李莲英也没有想到慈禧太后会这么说,为刚才那句客气话后悔极了,心想:这次别再客气了,说不定再一客气,老佛爷不明白自己的心意,连让自己参与大婚也不让了。于是便不情愿地答道:"好吧!"

慈禧太后主意打定,便亲降懿旨,要户部筹拨五百万两银子供大婚使用。户部尚书翁同和,虽然认为拨款太多,但也不敢有反对的表示,他还得为皇上考虑。自己身为光绪皇帝的老师,如果明目张胆地反对慈禧太后,势必会被认为与光绪皇帝是同一路的,可能会对光绪帝产生不利的影响。但户部所剩银两确实寥寥无几,只得让各省分摊大婚费用,限期解送京师。

命令传到湖南,湖南巡抚汪祺祥一听慌了手脚,湖南总共库存银两才二十五万两,而分摊费用却高达三十万两。库存的二十五万两也已有二十万两已经拨出,但还没有提走。按说本来再加征二十五万两便够用,但汪祺祥却又向百姓加征了四十万两的赋税,原因是他听说了这次皇帝大婚的经办人是李莲英,多征的十五万两白银十万两想贿赂李莲英,五万两装进了自己的腰包。

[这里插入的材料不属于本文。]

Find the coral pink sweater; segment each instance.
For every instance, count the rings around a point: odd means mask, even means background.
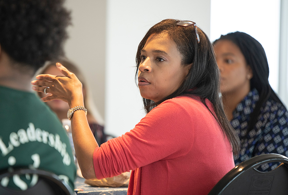
[[[211,110],[211,104],[206,104]],[[128,194],[207,194],[234,166],[231,145],[200,100],[181,96],[96,148],[98,179],[132,171]]]

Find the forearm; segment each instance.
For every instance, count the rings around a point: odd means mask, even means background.
[[[74,102],[70,108],[84,106],[83,101]],[[75,153],[83,176],[87,179],[96,179],[93,162],[93,153],[99,147],[90,129],[85,112],[79,110],[74,112],[71,126]]]

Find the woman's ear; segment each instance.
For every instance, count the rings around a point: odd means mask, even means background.
[[[249,65],[247,66],[247,79],[250,80],[253,77],[253,71],[252,69]]]
[[[188,73],[189,73],[189,71],[190,70],[190,69],[191,67],[192,67],[192,65],[193,65],[193,63],[191,63],[190,64],[188,64],[188,65],[186,66],[185,68],[185,73],[187,76],[187,75],[188,74]]]

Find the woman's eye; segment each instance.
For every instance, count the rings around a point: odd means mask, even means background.
[[[225,60],[225,62],[227,64],[232,64],[233,62],[232,60],[230,59],[226,59]]]
[[[145,59],[146,59],[146,57],[142,55],[140,56],[140,58],[141,59],[141,61],[143,61],[145,60]]]
[[[157,58],[156,58],[156,60],[159,62],[162,62],[163,61],[164,61],[164,60],[161,58],[159,57]]]

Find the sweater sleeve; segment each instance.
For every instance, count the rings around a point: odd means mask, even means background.
[[[191,111],[175,99],[153,109],[130,132],[95,149],[93,161],[98,179],[179,157],[188,152],[193,145],[193,121],[189,114]]]

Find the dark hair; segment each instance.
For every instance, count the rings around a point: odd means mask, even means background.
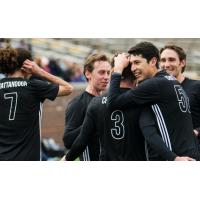
[[[83,70],[84,75],[85,75],[86,71],[92,72],[94,70],[94,63],[96,61],[108,61],[110,63],[108,57],[104,54],[89,55],[84,64],[84,70]],[[87,77],[86,77],[86,79],[87,79]]]
[[[157,59],[156,67],[159,68],[159,61],[160,61],[159,50],[155,45],[153,45],[150,42],[140,42],[135,46],[131,47],[128,50],[128,53],[137,56],[141,55],[143,58],[147,60],[148,63],[152,58],[155,57]]]
[[[166,45],[166,46],[164,46],[163,48],[160,49],[160,55],[165,49],[174,50],[178,54],[180,61],[186,60],[186,53],[181,47],[173,45],[173,44]],[[182,68],[182,73],[185,71],[185,67],[186,67],[186,65]]]
[[[120,54],[120,53],[115,54],[113,56],[112,60],[111,60],[111,66],[112,66],[112,68],[115,65],[115,57],[117,57],[118,54]],[[122,80],[133,82],[135,79],[136,79],[136,77],[135,77],[135,75],[131,71],[131,63],[129,63],[129,65],[122,72]]]
[[[22,67],[26,59],[32,60],[31,54],[25,49],[12,47],[0,49],[0,72],[13,74]]]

四十万两白银收上来以后,汪祺祥便亲自护送到京师。三十万两交户部后,十万两便先暂存客栈里。

汪祺祥找到李府后,向守门的家丁说道:"学生汪祺祥想拜见总管李大人,求大哥去通报一声。"

"我们家老爷现在正筹办皇上大婚事务,忙得不可开交,已经有十几天都没回来了。"

"那总管大人什么时候才能回来呢?"

"这可说不准,也许十几天也回不来。不知你从哪儿来呢?"

"湖南巡抚,从湖南来。"

虽是个巡抚,家丁听了也没有太大反应,因为有许多比巡抚大得多的官都常来李府拜见李莲英。不过既然是个巡抚,家丁也没有很怠慢,便客气地说道:"你有什么事说吧,我们老爷回来以后向他说一声。"

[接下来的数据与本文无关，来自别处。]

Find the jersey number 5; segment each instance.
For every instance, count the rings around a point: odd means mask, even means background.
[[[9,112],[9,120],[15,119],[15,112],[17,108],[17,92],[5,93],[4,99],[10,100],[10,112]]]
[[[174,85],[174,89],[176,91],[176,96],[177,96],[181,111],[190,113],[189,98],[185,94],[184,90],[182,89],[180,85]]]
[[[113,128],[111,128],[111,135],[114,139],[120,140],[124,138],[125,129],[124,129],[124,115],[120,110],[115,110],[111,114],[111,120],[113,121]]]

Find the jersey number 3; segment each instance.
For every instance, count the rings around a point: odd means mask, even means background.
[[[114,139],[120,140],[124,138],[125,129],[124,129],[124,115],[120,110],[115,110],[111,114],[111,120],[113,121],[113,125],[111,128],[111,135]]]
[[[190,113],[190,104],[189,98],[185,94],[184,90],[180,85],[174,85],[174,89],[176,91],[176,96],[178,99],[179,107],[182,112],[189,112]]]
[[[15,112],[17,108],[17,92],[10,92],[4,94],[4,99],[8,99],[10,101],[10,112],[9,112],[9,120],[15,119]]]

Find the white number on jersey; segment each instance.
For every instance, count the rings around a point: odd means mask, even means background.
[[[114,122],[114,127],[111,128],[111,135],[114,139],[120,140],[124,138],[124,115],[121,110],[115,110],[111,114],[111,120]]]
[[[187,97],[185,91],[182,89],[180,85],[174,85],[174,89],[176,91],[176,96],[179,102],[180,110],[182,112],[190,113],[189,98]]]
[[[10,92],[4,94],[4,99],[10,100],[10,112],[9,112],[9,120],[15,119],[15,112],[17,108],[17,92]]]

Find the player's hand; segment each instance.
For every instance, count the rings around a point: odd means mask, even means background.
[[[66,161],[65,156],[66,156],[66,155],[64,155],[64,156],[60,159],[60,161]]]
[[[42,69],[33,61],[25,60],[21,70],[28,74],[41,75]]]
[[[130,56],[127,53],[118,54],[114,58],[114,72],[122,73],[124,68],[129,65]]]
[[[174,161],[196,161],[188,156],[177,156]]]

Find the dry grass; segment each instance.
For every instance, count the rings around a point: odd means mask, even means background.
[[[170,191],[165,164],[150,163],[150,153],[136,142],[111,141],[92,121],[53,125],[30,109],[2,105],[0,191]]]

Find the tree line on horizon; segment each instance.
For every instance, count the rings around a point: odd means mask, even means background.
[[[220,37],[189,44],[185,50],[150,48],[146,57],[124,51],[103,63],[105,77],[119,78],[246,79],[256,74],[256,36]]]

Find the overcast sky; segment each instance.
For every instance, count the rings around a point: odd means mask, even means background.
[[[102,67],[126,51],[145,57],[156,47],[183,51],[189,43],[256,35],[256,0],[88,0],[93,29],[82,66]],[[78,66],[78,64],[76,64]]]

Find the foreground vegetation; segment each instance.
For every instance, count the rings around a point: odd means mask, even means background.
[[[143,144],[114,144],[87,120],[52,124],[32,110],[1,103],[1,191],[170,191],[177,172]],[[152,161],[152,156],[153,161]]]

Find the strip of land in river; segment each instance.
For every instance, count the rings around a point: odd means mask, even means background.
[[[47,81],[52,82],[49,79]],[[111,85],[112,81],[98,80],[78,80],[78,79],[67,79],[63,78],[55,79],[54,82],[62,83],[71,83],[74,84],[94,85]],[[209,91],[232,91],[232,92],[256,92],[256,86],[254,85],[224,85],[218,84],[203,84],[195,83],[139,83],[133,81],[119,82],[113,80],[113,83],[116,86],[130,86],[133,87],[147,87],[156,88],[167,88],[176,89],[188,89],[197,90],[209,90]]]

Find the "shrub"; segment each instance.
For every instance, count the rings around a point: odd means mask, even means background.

"区区薄礼,请总管大人赏纳。"汪祺祥说完,递上自己的礼单。

家丁一看是十万两银子,吃了一惊,心想送礼的不少,一下送这么多银子的还不多见。

"你先等一下,我进去说一下。"家丁说完,便向李府深处走去。

李莲英的确不在家,家丁也不是去找李莲英,而是找到了大管家。

"管家爷,外面有个自称是湖南巡抚的,要送总管老爷十万两银子,小的认为拒绝了挺可惜的,特来请管家爷示下。"

看门的家丁见了李府大管家说道。

"十万两?"管家一听也吃了一惊,"十万两确实不是个小数目,不收下的确挺可惜的,但总管老爷不在家,到底该怎么办呢?"

"不如去找一下老爷好了!"家丁出了个主意。

"好主意!"管家一听,拍了一下大腿说道,"你去向来人说一下,让他等一会,我速去问问老爷到底该怎么办。"

管家认为事不宜迟,便坐上轿车,飞快地来到宫门口,要求见李莲英。看门的太监见是李府管家老爷求见总管大人,不敢怠慢,急忙去向李莲英汇报。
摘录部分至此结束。